• Last modified 620 days ago (Nov. 9, 2022)


Nations may change, but wars remain the same

20-year career leaves indelible memories

Staff writer

Looking back over 54 years since he joined the Navy, Dan Holub shakes his head and says wars don’t really change.

A rural Marion resident, he enlisted in 1968. He was 20 and dropped out of college at the height of the Vietnam War.

Many names on the Vietnam Veterans Memorial are personal to him, he said.

“I went in to fly helicopters, but they quit the program about two months before that,” Holub said. “Plus I wanted out of Kansas.”

When he finished training in 1969, Holub was stationed at Naval Air Station Lemoore in California and assigned to duty for light attack aircraft.

His father, Ernest, had served in the Navy during World War II. All five of his brothers also went into military service.

“My second cruise on the Constellation, two of my brothers were on there with me,” Holub said.

The memory that never leaves Holub is the 1975 evacuation of Saigon.

People were desperate to get out because they were being slaughtered, he said. It wasn’t possible to get everyone.

“Didn’t get close,” he said. “I just go through that every now and then, remember their faces. It was just horrid. How desperate would you have to be to throw your kid on a helicopter of a foreign nation and know you would never see them again? There were Vietnamese babies lying in cardboard boxes, lined up. We were flying them back to the States.”

Evacuees initially were taken to Japan, where they were loaded onto the USS Midway.

Service members loaded people onto helicopters and boats for the trip to the Midway, Holub said.

“Hundreds and hundreds and hundreds of people,” he said. “They were pulling people out of the water into boats. People were throwing babies over fences. People kept coming out, and coming out, it was disgusting.”

Politicians and diplomats got military members into Vietnam even though they knew the U.S. was losing, Holub said.

“They sent 18- to 20-year-olds over there,” he said. “We knew we were losing in 1965. It was just wrong.
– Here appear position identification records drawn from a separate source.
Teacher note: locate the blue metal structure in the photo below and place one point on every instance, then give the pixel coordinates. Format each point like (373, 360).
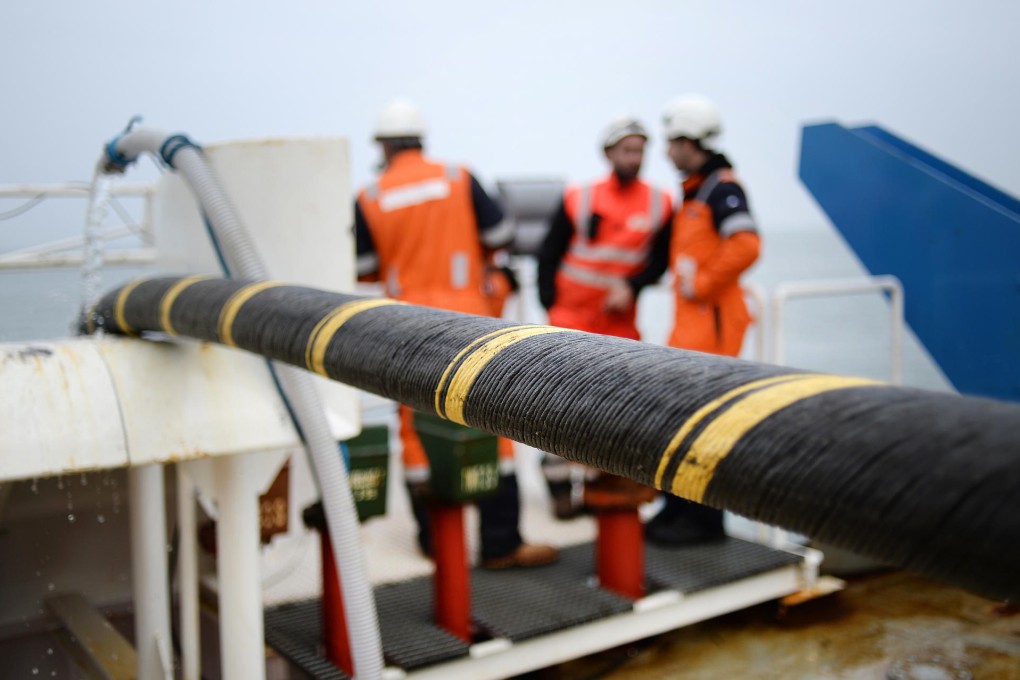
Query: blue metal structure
(952, 239)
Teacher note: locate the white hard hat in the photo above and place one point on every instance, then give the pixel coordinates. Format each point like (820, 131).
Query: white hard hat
(400, 118)
(622, 126)
(693, 116)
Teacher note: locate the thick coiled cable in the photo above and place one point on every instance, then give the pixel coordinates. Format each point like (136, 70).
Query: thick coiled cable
(923, 480)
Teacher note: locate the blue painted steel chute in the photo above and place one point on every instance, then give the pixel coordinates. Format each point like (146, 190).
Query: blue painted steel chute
(951, 238)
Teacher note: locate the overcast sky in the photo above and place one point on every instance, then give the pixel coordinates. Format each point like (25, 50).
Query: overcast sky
(512, 89)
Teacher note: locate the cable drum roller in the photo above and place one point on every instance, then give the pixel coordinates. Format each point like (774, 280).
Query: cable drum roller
(923, 480)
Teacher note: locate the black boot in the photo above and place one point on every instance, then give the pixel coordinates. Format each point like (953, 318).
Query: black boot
(419, 493)
(499, 516)
(681, 522)
(562, 494)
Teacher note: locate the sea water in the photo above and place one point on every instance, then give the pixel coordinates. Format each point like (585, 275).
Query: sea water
(846, 334)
Maybe we should have politicians and diplomats fight the war.”

Holub was sent on eight cruises during his time in the Navy. After his first cruise, he married Rhonda Beecroft in 1971.

“Five or six months later, I went over again,” he said.
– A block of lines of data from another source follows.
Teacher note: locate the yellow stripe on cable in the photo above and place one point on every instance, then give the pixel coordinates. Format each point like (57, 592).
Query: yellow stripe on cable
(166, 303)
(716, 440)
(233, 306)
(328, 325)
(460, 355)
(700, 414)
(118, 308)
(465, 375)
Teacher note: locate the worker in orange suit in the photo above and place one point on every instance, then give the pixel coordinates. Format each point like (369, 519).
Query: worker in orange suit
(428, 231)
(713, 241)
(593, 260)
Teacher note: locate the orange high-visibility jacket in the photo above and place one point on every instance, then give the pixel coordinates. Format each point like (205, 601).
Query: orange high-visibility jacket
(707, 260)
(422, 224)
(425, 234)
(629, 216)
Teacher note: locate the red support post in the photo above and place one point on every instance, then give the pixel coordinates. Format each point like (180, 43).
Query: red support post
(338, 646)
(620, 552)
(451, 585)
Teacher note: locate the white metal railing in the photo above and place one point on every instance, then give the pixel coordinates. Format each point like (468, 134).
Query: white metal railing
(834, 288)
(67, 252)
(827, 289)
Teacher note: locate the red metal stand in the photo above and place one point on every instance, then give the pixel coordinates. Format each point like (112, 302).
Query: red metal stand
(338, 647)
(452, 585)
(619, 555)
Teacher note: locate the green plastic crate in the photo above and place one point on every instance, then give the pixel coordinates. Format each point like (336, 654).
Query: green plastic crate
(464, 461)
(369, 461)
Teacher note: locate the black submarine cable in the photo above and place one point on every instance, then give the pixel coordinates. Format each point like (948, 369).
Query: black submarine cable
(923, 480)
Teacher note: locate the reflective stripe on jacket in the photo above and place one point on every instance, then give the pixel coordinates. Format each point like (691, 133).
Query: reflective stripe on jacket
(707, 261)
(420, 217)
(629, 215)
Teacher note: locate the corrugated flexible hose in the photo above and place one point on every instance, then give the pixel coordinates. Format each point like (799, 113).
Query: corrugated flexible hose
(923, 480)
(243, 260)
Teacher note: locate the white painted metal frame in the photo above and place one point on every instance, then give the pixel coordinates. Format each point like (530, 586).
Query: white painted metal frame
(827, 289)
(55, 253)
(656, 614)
During his Navy years, Holub rose from airman apprentice to lieutenant commander.

The time gave him opportunities to see things he wouldn’t have seen. He went on two world cruises, one around South America and one around the south coast of Africa. He also went through the Suez Canal.

“That was unique, right through the desert,” he said.
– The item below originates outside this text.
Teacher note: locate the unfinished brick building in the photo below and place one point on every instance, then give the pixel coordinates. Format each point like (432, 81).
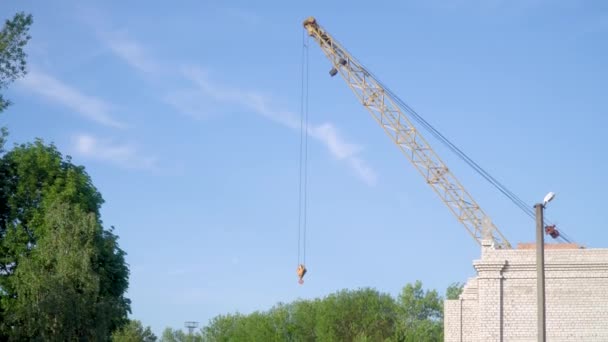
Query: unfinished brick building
(499, 304)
In a helicopter once, he went over a site filled with tanks and military equipment.

“We had MiGs flying over us,” he said. “We got along with them then.”

As he neared retirement, he was surrounded by kids who weren’t even born when he joined.

“That’s the preponderance,” he said.

His own four children, Heather, Chris, Tamra, and Molly, all joined the military although Holub never preached enlistment to them.

Heather and Tamra are majors, and Chris is a weapons adviser.

Being in a war is one thing. Having kids in a war is another, he said.

“You don’t take anything for granted anymore,” he said.

All his children served in Afghanistan.

“Years later, my kids are fighting the same people we were. Nothing’s changed,” he said.

Things look no different now, Holub said.

“You look now — Ukraine,” he said. “They’re going to get us into another mess right now.”

Rules of engagement are like tying soldiers’ hands behind their backs and sending them in anyway, he said.

“In trying to intervene, we usually end up backing a loser,” Holub said.

The U.S. walked away from Vietnam, then walked away from Afghanistan after many people died on both sides of the battlefield.

“What’s the point?” he said.

With Ukraine, there’s no reason to think it’s going to come out any differently.

“There’s error on both sides,” he said. “Somebody needs to have a ‘come to Jesus’ meeting and shut that down.”

The question whether he’d do it again is a dual-edged sword, Holub said.

“At one time, you thought you were making a difference, I guess,” Holub said. “Making the world better.”

He said he’d do it again for the sake of people, but not for the sake of politicians and diplomats.

“They sit back and they don’t suffer any consequences for what they do,” he said.